今季の全日本スーパーモト選手権は、全6戦のシリーズ。その第4戦が、昨年は最終戦の舞台となった愛知県知多半島南部に位置する美浜サーキットで開催された。

今回のコースは、多彩なコーナーが配された全長1200mのオンロードコースをベースに、最終セクションの手前にダートセクションをプラスした特設仕様。最終コーナー直前に第2ダートも用意されていたが、雨の影響によりここを使うとターマック区間の広範囲に泥が運ばれることが予想されたことから、使用が終日見送られた。
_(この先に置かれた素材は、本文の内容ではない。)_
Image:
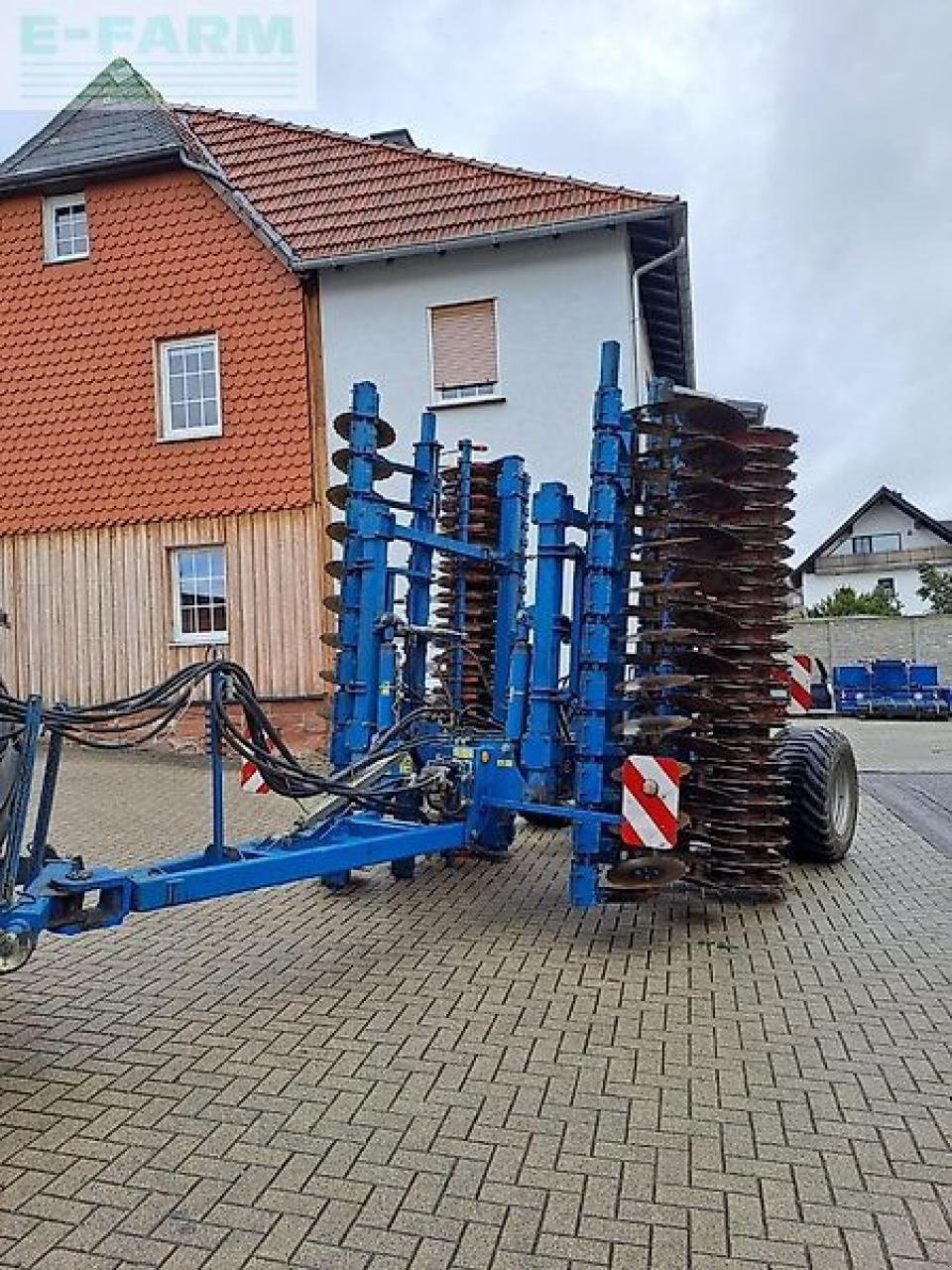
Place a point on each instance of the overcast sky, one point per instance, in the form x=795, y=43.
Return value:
x=811, y=141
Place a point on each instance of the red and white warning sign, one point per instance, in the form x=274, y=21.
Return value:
x=252, y=780
x=250, y=776
x=801, y=668
x=651, y=797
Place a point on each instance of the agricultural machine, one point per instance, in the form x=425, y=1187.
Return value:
x=890, y=689
x=631, y=698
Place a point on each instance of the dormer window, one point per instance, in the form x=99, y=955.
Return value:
x=64, y=227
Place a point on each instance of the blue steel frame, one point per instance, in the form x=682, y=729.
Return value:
x=603, y=629
x=502, y=774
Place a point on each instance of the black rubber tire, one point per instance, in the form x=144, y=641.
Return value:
x=824, y=792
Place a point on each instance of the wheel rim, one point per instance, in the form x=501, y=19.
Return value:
x=842, y=802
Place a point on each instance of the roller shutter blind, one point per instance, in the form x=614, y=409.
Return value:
x=465, y=344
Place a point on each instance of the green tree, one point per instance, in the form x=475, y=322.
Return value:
x=847, y=602
x=936, y=588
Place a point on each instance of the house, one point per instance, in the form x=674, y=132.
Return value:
x=185, y=298
x=883, y=545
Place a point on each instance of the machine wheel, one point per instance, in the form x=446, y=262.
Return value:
x=824, y=801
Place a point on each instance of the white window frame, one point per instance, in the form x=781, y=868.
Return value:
x=483, y=393
x=179, y=634
x=164, y=347
x=51, y=206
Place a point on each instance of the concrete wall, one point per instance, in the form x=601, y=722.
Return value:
x=556, y=300
x=853, y=639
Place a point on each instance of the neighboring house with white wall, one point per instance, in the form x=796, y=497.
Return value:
x=535, y=309
x=883, y=544
x=186, y=296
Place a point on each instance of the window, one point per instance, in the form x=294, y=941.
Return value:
x=463, y=350
x=189, y=388
x=64, y=227
x=199, y=595
x=870, y=543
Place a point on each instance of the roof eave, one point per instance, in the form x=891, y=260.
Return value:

大会当日の天候は朝から曇天で、公式練習中は一時的に小雨が降ったが、午後は強く日が差すほどまで回復。気温と湿度ともに高く、かなり蒸し暑いコンディションとなった。ダートセクションには前日までに降った雨の影響がやや残ったが、ターマックは全走行がドライコンディションとなった。

 

鈴鹿8耐でも活躍した日浦大治朗が2レース制覇!

全日本最高峰となるS1プロクラスは、タイムアタック予選を経て、決勝はレース1が9周、レース2が12周で競われた。13台が出走した予選では、ディフェンディングチャンピオンながら前戦の決勝をケガにより欠場し、その後は鈴鹿8時間耐久ロードレースに参戦したことからスーパーモトのライディングから離れていた日浦大治朗(#1)が、それでも1分10秒982のトップタイムをマークしてレース1のポールポジションを獲得。2番手に1分11秒343で吉田雄一(#7)、3番手に1分11秒567で小原堅斗(#6)、4番手にはこちらも鈴鹿8耐に出場した長谷川修大(#2)が1分11秒788で入り、ここまでがレース1のフロントロースタートとなった。また、予選5番手の西村泰樹(#9)、6番手の中島俊介(#10)までが1分11秒台で接戦となった。

レース1でホールショットを奪ったのは日浦。これに吉田を抜いた小原、吉田、長谷川、西村、予選7番手の金子和之(#4)が続くと、ダートで小原が先行してオープニングラップを制した。2周目、4番手を走行していた長谷川がスローダウン。長谷川はこの周にピットインして、マシン修復のため多くの時間を費やすことになった。日浦は、吉田の逆転も許して3番手に後退。これで上位勢は小原、吉田、日浦、金子の順となったが、翌周には日浦が息を吹き返して吉田を抜いた。すると4周目以降、トップの小原と2番手の日浦が、3番手以下を引き離してマッチレースを展開。これで吉田は単独走行の3番手となり、吉田から4秒ほど遅れた4番手を守る金子の2秒ほど後方では、森田直樹(#5)と中島が接近戦を繰り広げた。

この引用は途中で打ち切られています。